These topics were addressed in a recent study published in the journal of Brain; Kumfor and colleagues conducted a series of neuropsychological tests, emotion processing tasks, and a whole-brain structural MRI. First, a pre-study neuropsychological assessment was conducted. Second, all participants completed tasks A-C: recognition of isolated facial expressions (i.e., face only) in task A; recognition of bodily context (i.e., body language only) in task B; contextual effects of body language on the face in task C. Similar to previous studies (e.g., Aviezer et al., 2008), these tasks focused only on the emotions of anger, disgust, fear, and sadness. Categorization accuracy in tasks A and B were calculated, along with contextual influence (i.e., the percentage of times faces were identified as expressing the bodily context emotion) from task C. Finally, high-resolution T1 structural images were acquired. A total of 51 subjects (19 with bvFTD, 12 with SD, and 20 controls) participated in all the tests.

Their results revealed the following: first, over-reliance on contextual information appeared in people with bvFTD. Specifically, in recognition of isolated emotions from facial and body language cues (i.e., tasks A and B), people with bvFTD and SD showed similar lower accuracy than did the controls. While categorizing facial expressions in incongruent contexts, those with bvFTD showed worse accuracy and were more likely to be deceived by bodily stimuli than were both people with SD and the controls. Second, there was a similar response pattern in contextual influence between people with SD and the control group. The perceived similarity between facial expressions and contextual emotion could be a crucial determinant of incongruent face-body pairings in the SD group, as well as in the controls. For instance, an angry face was roughly similar to a disgusted face. Thus, when a disgusted body was presented as context, the face was labeled as angry. Third, the right parahippocampal/amygdala and left precentral gyrus were associated with categorization accuracy and contextual influence in people with bvFTD and those with SD. Generally, the lower integrity between these two regions related to a higher degree of contextual influence. Moreover, lower integrity of the bilateral temporal fusiform cortex and orbitofrontal cortex was also observed in bvFTD. Although the left precentral gyrus is not typically reported to be involved in facial expression processing, its increased activation has been found when viewing bodily images (Kourtzi and Kanwisher, 2000), gestures, actions, and implied motion (Saggar et al., 2014; Kolesar et al., 2017).

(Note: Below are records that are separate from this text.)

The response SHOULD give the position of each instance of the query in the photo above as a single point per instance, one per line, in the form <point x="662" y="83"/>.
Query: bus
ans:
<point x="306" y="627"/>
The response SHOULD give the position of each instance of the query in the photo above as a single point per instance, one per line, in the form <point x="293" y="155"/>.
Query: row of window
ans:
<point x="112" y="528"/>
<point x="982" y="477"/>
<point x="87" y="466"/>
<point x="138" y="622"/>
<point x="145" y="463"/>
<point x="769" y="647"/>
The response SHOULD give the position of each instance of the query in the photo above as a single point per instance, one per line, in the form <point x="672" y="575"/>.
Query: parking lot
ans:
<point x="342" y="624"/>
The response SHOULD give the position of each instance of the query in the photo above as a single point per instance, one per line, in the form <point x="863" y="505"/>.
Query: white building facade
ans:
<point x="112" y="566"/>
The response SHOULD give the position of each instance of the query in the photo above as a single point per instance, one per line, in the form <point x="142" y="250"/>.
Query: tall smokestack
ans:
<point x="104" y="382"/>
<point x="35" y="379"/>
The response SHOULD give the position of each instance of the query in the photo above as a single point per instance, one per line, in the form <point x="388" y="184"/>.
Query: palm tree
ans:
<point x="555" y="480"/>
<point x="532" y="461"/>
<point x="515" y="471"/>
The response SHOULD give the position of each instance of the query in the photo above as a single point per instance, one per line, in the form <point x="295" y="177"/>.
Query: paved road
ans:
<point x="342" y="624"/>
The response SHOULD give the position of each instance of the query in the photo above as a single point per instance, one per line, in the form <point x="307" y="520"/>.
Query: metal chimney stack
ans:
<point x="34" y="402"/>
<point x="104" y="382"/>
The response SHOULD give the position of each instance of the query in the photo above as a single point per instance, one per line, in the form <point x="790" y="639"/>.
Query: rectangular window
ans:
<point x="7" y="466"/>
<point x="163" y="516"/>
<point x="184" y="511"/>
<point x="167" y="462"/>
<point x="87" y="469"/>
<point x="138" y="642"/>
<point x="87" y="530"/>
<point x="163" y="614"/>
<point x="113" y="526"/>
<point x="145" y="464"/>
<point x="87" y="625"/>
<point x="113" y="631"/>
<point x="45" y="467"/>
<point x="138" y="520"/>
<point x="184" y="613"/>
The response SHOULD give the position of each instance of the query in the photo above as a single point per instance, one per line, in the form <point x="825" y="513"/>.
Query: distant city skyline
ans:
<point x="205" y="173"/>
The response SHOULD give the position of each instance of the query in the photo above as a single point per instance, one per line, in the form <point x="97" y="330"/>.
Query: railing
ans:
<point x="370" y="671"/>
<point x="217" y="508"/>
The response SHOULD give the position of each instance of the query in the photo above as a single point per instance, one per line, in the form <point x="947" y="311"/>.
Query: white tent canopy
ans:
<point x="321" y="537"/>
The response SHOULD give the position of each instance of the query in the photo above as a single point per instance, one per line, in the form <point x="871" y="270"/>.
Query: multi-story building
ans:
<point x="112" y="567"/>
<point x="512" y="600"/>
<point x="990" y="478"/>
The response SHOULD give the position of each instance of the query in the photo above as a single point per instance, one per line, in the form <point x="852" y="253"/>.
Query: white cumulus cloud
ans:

Kumfor et al. (2018)'s findings offer a unique opportunity to demonstrate the relative contributions of the right parahippocampal/amygdala and left precentral gyrus for the interaction of contextual information and emotion processing. While a recent study with a group that underwent unilateral anterior temporal lobe resections, including the amygdala, has suggested that the amygdala and anterior temporal lobe are not necessary for recognition of dynamic bodily expressions (Van de Vliet et al., 2018), Kumfor et al. (2018) explored a more real-life situation, that is, emotion recognition with contextual information. The greater contextual influence in bvFTD patients reflects difficulty in integrating and modulating emotional contextual information when recognizing the target, which might be akin to the ‘environmental dependency syndrome’ described in frontal lesion patients (Lhermitte, 1983, 1986; Lhermitte et al., 1986). Specifically, individuals could have inappropriate behaviors that are induced by external clues or cues, regardless of the intended goals and emotional consequences. The findings of Kumfor et al. (2018) also supports the SCNM. The frontal lobe lesions might result in the activation of automatic reliance on the emotional context when recognizing the target (e.g., facial expression) by the external clues (e.g., bodily expression) in bvFTD patients. In the SCNM, frontal areas are in charge of updating context cues to make predictions. Kumfor et al. (2018)'s results suggest that contextual influence is sensitive to social cognition impairment and is specific to bvFTD patients. However, unlike bvFTD patients, SD patients' performance in the task C is modulated by context, indicating a degree of contextual integration. The SCNM proposes that temporal lobe is responsible for context-target associative learning, via basic related process with the perirhinal cortex, hippocampus, and amygdala. Kumfor et al. (2018) also revealed that abnormal contextual influence was associated with lower integrity of the right parahippocampal gyrus/amygdala and left precentral gyrus. Therefore, these behavioral and neuroimaging findings are in accordance with the SCNM.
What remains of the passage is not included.